Add MO_AddIntC, MO_SubIntC MachOps and implement in X86 backend
ClosedPublic

Authored by rwbarton on Aug 10 2014, 7:07 PM.

Details

Summary

These MachOps are used by addIntC# and subIntC#, which in turn are
used in integer-gmp when adding or subtracting small Integers. The
following benchmark showed a ~6% speedup with an earlier version of
this commit (building with BuildFlavour=perf).

{-# LANGUAGE MagicHash #-}

import GHC.Exts
import Criterion.Main

count :: Int -> Integer
count (I# n#) = go n# 0
  where go :: Int# -> Integer -> Integer
        go 0# acc = acc
        go n# acc = go (n# -# 1#) $! acc + 1

main = defaultMain [bgroup "count"
                      [bench "100" $ whnf count 100]]
Test Plan

I intend to "validate --slow" and re-benchmark this
to double check my earlier findings.

Diff Detail

Repository
rGHC Glasgow Haskell Compiler
Lint
Lint Skipped
Unit
Unit Tests Skipped
rwbarton updated this revision to Diff 316.Aug 10 2014, 7:07 PM
rwbarton retitled this revision from to Add MO_AddIntC, MO_SubIntC MachOps and implement in X86 backend.
rwbarton updated this object.
rwbarton edited the test plan for this revision. (Show Details)
rwbarton added a reviewer: simonmar.
rwbarton added a subscriber: hvr.
rwbarton updated this object.
rwbarton edited edge metadata.

It occurs to me that these MachOps names are rather inconsistent. How about MO_Add2 -> MO_U_AddC, MO_AddIntC -> MO_S_AddO, MO_SubIntC -> MO_S_SubO?

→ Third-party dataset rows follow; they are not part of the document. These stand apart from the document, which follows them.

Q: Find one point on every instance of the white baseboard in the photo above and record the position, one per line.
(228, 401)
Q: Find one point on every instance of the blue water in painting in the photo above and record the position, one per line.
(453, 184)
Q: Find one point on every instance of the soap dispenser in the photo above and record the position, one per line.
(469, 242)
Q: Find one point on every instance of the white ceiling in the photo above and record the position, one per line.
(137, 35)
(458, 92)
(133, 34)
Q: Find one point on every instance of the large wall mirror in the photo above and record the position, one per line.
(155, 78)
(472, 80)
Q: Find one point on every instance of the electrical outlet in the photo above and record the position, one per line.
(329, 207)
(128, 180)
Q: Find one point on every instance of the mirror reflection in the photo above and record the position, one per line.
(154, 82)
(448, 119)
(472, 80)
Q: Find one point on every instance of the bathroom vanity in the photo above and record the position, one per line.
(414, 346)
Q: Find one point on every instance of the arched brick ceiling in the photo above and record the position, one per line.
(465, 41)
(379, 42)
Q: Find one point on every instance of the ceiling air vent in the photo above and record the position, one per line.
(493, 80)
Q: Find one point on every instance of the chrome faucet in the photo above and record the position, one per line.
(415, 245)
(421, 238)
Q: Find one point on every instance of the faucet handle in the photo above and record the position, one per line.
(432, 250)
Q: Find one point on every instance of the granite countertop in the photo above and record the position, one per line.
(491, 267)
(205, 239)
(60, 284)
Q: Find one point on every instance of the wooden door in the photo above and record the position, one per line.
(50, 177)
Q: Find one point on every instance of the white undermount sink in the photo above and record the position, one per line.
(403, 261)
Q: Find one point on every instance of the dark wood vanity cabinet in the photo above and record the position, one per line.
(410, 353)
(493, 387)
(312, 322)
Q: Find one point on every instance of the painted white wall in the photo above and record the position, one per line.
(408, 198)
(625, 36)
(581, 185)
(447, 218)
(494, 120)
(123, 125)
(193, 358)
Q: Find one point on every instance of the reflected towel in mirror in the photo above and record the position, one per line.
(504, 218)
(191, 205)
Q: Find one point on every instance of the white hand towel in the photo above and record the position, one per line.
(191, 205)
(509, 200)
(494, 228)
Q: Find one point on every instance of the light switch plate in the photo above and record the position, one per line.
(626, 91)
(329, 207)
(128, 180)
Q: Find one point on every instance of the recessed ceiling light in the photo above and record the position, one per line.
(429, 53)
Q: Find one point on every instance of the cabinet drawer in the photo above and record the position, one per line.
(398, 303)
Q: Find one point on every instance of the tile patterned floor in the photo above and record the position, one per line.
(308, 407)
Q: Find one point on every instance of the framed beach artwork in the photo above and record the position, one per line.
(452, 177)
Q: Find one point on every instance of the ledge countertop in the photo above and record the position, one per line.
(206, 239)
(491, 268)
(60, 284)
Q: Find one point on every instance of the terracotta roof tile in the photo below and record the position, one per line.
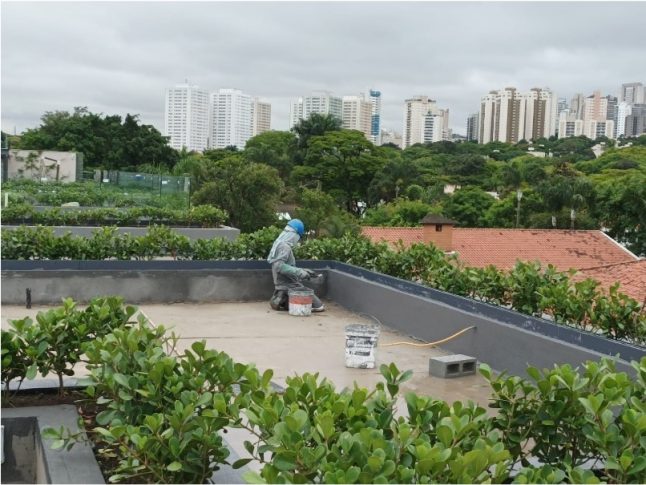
(407, 235)
(502, 247)
(631, 275)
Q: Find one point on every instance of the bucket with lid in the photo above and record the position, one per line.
(360, 345)
(300, 302)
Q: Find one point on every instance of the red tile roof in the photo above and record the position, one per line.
(631, 276)
(407, 235)
(502, 247)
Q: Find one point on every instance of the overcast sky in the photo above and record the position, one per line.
(119, 57)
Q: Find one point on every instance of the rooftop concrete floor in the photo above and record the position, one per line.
(251, 332)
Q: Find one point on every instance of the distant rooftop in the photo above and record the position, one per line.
(251, 332)
(476, 247)
(631, 275)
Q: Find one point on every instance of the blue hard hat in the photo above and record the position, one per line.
(298, 225)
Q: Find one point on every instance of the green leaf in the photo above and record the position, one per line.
(240, 463)
(58, 444)
(252, 477)
(285, 461)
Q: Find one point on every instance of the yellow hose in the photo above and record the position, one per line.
(431, 344)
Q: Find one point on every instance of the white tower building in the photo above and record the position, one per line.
(357, 114)
(415, 111)
(321, 102)
(231, 118)
(186, 117)
(261, 116)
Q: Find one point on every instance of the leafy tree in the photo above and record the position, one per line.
(468, 206)
(389, 182)
(621, 207)
(560, 191)
(401, 212)
(315, 125)
(502, 213)
(315, 209)
(273, 148)
(467, 168)
(249, 192)
(104, 141)
(344, 162)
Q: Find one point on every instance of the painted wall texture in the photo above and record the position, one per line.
(45, 165)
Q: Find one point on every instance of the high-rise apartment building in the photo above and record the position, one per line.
(632, 93)
(433, 128)
(510, 116)
(569, 125)
(576, 106)
(260, 117)
(636, 121)
(472, 127)
(231, 118)
(393, 137)
(624, 110)
(539, 120)
(321, 102)
(593, 129)
(415, 111)
(595, 107)
(375, 122)
(561, 105)
(357, 114)
(186, 117)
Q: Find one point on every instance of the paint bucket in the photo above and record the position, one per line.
(360, 345)
(300, 302)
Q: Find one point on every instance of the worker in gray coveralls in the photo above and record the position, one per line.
(286, 275)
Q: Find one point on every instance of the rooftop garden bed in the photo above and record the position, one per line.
(528, 288)
(161, 414)
(197, 216)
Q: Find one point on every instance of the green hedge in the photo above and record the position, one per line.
(89, 194)
(163, 413)
(200, 216)
(528, 288)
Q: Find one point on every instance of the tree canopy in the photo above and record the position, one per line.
(109, 142)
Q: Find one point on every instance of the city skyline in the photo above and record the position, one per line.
(120, 58)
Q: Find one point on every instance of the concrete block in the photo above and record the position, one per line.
(456, 365)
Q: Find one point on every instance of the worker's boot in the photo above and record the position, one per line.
(279, 301)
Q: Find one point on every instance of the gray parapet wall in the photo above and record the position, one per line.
(193, 233)
(505, 339)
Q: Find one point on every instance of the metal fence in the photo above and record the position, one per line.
(164, 184)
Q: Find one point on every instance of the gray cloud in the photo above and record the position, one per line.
(120, 57)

The semantics are not quite consistent either: MO_AddIntC and MO_SubIntC produce results in the opposite order from MO_Add2, and are permitted to produce any nonzero overflow flag value on overflow, while MO_Add2 can only produce a carry of 0 or 1. These are the existing semantics of the addIntC#, subIntC#, plusWord2# primops, but the MachOp semantics don't necessarily have to be identical. Not sure what is the least confusing thing to do.

Oh: when generating 32-bit code will the register allocator automatically give me a register from eax through edx so that I can refer to its low byte with SETCC/MOVZxL? Or do I need to be careful about that?

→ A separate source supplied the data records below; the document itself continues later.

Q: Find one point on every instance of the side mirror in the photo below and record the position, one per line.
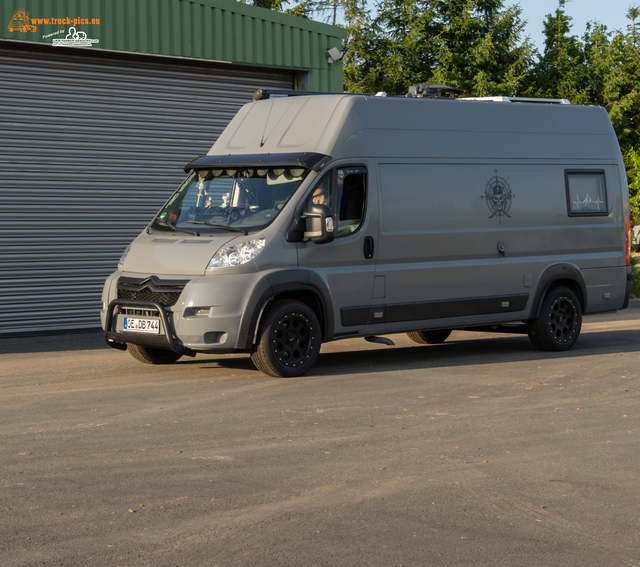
(320, 225)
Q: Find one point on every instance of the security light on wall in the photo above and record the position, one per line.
(334, 54)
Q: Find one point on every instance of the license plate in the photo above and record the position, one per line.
(142, 325)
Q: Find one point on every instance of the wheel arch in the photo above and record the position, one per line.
(297, 285)
(565, 274)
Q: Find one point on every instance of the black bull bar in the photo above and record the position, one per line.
(118, 340)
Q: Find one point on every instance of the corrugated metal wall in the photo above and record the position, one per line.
(223, 30)
(90, 148)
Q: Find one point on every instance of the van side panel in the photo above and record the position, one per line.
(459, 231)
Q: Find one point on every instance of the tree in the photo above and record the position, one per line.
(479, 47)
(560, 70)
(622, 86)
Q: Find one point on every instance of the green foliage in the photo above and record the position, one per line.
(470, 44)
(635, 285)
(632, 163)
(622, 98)
(477, 45)
(479, 48)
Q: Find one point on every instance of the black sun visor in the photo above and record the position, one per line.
(312, 161)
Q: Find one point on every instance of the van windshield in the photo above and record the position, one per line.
(231, 199)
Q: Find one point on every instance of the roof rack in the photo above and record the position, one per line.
(518, 99)
(264, 94)
(431, 90)
(422, 90)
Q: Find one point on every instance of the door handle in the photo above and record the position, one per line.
(368, 247)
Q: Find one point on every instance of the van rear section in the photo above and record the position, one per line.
(320, 217)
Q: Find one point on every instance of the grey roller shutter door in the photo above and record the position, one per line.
(90, 148)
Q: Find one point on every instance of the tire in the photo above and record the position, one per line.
(429, 337)
(558, 326)
(152, 355)
(289, 340)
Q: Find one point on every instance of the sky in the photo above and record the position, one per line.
(611, 13)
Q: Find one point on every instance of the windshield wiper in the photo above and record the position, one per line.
(164, 222)
(220, 225)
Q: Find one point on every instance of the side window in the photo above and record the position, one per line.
(586, 193)
(322, 194)
(352, 192)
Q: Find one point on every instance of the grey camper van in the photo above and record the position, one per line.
(320, 217)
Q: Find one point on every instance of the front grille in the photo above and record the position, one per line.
(164, 292)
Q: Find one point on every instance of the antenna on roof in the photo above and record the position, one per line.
(431, 90)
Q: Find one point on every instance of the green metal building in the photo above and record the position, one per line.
(102, 102)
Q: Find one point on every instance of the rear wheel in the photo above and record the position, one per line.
(152, 355)
(430, 337)
(289, 340)
(559, 323)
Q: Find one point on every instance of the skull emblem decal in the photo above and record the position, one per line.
(498, 197)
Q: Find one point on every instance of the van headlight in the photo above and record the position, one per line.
(124, 255)
(237, 254)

austin accepted this revision.Aug 12 2014, 8:46 AM
austin edited edge metadata.

LGTM.

This revision is now accepted and ready to land.Aug 12 2014, 8:46 AM

To sort of answer my own question, condIntReg and condFltReg_x87 do request a temporary 8-bit register for SETCCing, while condFltReg_sse2 requests two whole-word registers. I'm still not sure whether it's necessary but I suppose it would not hurt to use an 8-bit temporary register for the result of SETCC.

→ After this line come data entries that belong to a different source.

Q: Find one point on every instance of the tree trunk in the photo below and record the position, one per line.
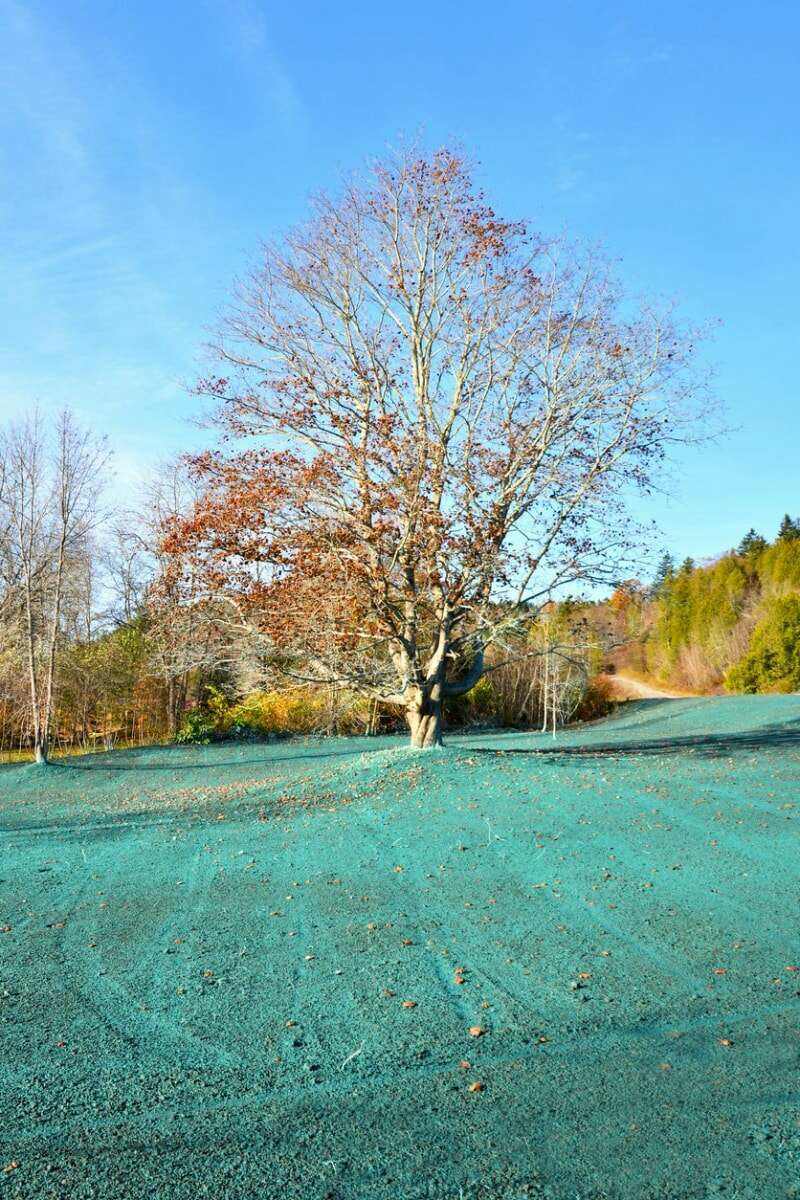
(425, 721)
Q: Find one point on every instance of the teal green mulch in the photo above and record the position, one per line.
(209, 958)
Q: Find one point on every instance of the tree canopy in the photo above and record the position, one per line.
(425, 409)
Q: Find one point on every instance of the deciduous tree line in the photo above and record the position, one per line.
(431, 421)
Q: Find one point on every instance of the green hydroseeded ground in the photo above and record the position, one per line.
(204, 954)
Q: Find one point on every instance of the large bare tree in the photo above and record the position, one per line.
(50, 480)
(431, 420)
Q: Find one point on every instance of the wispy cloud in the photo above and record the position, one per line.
(248, 37)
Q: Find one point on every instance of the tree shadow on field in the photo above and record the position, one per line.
(785, 736)
(84, 763)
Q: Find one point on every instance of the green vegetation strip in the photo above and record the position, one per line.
(253, 971)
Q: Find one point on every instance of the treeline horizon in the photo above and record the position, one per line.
(731, 623)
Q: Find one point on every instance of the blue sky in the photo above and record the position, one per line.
(145, 149)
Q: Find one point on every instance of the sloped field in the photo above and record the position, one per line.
(252, 971)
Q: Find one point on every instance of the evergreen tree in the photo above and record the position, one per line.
(751, 544)
(789, 529)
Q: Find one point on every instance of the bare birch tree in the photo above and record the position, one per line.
(48, 508)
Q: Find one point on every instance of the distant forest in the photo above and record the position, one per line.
(731, 624)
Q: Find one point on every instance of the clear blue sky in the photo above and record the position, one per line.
(146, 148)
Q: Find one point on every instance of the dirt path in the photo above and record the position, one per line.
(625, 688)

compiler/nativeGen/X86/CodeGen.hs
2016–2017

Note to self: move this to the end of the where block

I determined that I do need to allocate a temporary register, because the destination register might well be R1, which is not byte-addressable on x86. But all allocatable registers are byte-addressable, so I do not have to communicate to the register allocator that I need a byte-addressable temporary register.

rwbarton updated this revision to Diff 428.Aug 22 2014, 4:28 PM
rwbarton updated this object.
rwbarton edited edge metadata.

Use a temporary register for the result of SETCC

This doesn't affect the generated code for a simple call to addIntC#
but it might matter if we could somehow use R1 as the result directly.

Also move addSubIntC to where it should go.

rwbarton closed this revision.Aug 23 2014, 1:56 PM
rwbarton updated this revision to Diff 433.

Closed by commit rGHCcfd08a992c91 (authored by @rwbarton).